あなたの両腕を切り落として 私の腰に巻き付ければ
あなたはもう二度と 他の女を抱けないわ
あなたの両目をくり抜いて 私のポッケに入れたなら
あなたの最後の記憶は 私であるはずよね

 曲の冒頭から、いきなりフルスロットルで飛ばしています。

 1行目から「両腕を切り落として」なんて、物騒な言葉が使われ、リスナーはいやが応にも楽曲の世界観に引き込まれていきます。(あるいは拒絶反応を起こすか。)

 ただ、過激な内容にもかかわらず、語り手の「私」はきわめて論理的。まず「あなたの両目をくり抜いて」と行動が示され、その後に「私であるはずよね」と理由が説明されています。
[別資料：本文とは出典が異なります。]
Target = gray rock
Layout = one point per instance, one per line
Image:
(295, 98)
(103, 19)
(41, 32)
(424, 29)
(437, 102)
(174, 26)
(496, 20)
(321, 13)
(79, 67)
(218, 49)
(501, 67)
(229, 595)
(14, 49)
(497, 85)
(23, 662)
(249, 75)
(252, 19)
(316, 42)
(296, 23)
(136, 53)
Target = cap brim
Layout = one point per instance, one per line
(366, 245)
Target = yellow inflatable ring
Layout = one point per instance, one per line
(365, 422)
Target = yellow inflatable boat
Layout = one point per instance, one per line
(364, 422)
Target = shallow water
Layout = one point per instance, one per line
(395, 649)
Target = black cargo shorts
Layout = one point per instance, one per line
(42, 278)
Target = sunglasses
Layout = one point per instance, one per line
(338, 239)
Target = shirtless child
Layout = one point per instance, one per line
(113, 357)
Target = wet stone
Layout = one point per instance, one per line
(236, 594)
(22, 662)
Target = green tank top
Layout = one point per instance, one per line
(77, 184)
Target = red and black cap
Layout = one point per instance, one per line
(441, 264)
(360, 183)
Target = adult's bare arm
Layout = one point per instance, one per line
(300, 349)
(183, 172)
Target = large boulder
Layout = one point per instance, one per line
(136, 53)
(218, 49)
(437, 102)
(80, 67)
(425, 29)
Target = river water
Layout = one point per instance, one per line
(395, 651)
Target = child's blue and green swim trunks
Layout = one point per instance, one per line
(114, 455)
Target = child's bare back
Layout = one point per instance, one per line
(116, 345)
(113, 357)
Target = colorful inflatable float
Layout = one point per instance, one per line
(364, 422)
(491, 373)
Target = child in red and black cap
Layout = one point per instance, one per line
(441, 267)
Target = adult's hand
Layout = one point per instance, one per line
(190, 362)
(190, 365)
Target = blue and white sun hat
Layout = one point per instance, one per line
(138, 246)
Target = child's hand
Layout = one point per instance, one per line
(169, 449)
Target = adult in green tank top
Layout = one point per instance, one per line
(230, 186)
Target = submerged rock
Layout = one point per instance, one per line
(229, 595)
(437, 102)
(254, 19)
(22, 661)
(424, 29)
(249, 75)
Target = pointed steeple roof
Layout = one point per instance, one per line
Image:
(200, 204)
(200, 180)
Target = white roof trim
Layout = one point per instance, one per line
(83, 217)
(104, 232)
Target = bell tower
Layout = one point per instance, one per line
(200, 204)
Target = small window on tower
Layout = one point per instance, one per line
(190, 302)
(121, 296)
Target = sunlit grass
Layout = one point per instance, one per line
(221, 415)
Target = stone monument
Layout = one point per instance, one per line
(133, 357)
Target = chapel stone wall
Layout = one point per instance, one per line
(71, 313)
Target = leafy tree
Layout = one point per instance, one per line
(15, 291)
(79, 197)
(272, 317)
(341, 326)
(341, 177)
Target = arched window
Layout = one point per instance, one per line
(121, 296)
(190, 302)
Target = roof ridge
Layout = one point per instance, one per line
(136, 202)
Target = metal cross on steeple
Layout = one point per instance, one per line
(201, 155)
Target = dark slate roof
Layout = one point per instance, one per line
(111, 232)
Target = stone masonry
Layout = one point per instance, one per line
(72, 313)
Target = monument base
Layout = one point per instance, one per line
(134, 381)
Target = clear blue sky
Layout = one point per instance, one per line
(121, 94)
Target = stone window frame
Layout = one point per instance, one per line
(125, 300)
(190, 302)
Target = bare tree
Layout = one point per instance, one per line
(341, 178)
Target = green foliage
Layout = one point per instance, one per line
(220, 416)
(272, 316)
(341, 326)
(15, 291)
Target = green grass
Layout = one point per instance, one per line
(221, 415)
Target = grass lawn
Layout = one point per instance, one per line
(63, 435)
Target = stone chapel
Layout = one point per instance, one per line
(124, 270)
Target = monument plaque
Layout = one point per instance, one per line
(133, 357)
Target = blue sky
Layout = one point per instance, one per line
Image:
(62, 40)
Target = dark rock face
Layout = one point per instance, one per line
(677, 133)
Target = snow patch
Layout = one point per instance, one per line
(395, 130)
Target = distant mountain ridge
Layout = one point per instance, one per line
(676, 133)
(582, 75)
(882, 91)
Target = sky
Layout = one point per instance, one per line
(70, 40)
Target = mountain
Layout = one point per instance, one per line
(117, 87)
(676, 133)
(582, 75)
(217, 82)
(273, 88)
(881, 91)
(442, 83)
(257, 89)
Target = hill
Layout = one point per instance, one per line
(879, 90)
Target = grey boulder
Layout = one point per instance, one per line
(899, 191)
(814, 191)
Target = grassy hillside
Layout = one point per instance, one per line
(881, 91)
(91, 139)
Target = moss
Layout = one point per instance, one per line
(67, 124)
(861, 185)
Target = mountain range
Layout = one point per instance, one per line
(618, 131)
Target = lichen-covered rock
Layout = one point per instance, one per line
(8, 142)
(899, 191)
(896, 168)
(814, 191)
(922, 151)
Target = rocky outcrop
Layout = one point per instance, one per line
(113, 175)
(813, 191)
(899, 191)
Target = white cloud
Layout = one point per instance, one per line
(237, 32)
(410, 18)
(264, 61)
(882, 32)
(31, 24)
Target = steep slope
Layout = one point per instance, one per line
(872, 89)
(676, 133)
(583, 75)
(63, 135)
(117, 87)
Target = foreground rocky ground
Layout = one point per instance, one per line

 そして、1曲をとおして上記と同じく、理由と結果がセットになった構造で、語られていくんです。

 内容はグロテスクで、むちゃくちゃなことを言ってるんですけども、語り方は冷静。このコントラストが「あ、この人には話が通じないな」という感を強調し、恐怖をますます増幅させていると言っていいでしょう。

強引な論理

 ただ「論理的」と言っても、しっかりと納得できる理由があり、結論に至っているのかというと、そうではありません。

 理由と結論を並べて、かたちだけは論理的になっている、と言った方が適切なぐらい強引なんです。

 1番Bメロの歌詞を、以下に引用します。

逃さないよ 離さないよ 私だけのあなたになるの
今すぐ部屋においで

 最初に「逃さないよ 離さないよ」と結論が示され、そのあとに「私だけのあなたになるの」と理由が付随しています。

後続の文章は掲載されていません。